The bottom third (under $317,976 at the time of acquisition) increased 0.5% from May to June (down 6.6% YOY); the middle third increased 0.6% from May to June (down 8.1% YOY); and the top third (over $594,261 at the time of acquisition) ticked up a nominal 0.2% from May to June but remain down 3.7% year-over-year.
According to the Index, single-family home values for the bottom third of the market in the San Francisco MSA are just below June 2000 levels having fallen 59% from a peak in August 2006, the middle third is just below April 2002 levels having fallen 40% from a peak in May 2006, and the top third remains at February 2004 levels having fallen 25% from a peak in August 2007.
Condo values in the San Francisco MSA fell 0.8% from May ’11 to June ’11, down 6.8% year-over-year versus a 5.4% drop in May and down 32.2% from a December 2005 peak.
Our standard SocketSite S&P/Case-Shiller footnote: The S&P/Case-Shiller home price indices include San Francisco, San Mateo, Marin, Contra Costa, and Alameda in the “San Francisco” index (i.e., greater MSA) and are imperfect in factoring out changes in property values due to improvements versus appreciation (although they try their best).
∙ S&P/Case-Shiller: Nationally, Home Prices Went Up in Q2 2011 [Standard & Poor’s]
∙ May S&P/Case-Shiller San Francisco: Seasonality Or Solid Trend? [SocketSite]
∙ San Francisco’s Condo “Double Dip” Is (Or Was) Here [SocketSite]
What is the group’s thoughts on the 2 bdrm condo market in SF city limits?

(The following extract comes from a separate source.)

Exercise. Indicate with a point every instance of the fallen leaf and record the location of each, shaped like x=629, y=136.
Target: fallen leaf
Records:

Seems to be depressed a bit but not much supply on the market and still a good handful of buyers.
Second! Nice to see Cali quoted as one of the relatively strong areas.
This has to be a record low case shiller comments month.
Does anyone know the current you inventory situation in sf? Always found that report useful but my requests for why it’s no longer provided here have only resulted in my posts being deleted 🙁
I agree with above poster; CS threads used to be some of the most contentious ones. My one comment is that the .4% month to month gain is about as middling as you can get for June. Strong years usually show much more robust gains (over 1%) and weak years are much lower May to June. The market could go either way. I still think we run out of steam quickly and hit new relative lows come January 2012.
well how often can you point at a chart and say “see, the bears were right” and really what fun is it when being “right” means continued financial pain for millions of people who don’t really deserve it.
of course I am ignoring those that have spent years in foreclosure making zero payments while living in homes they can’t afford but I am also assuming that brings its own kind of, living in uncertainty, hell.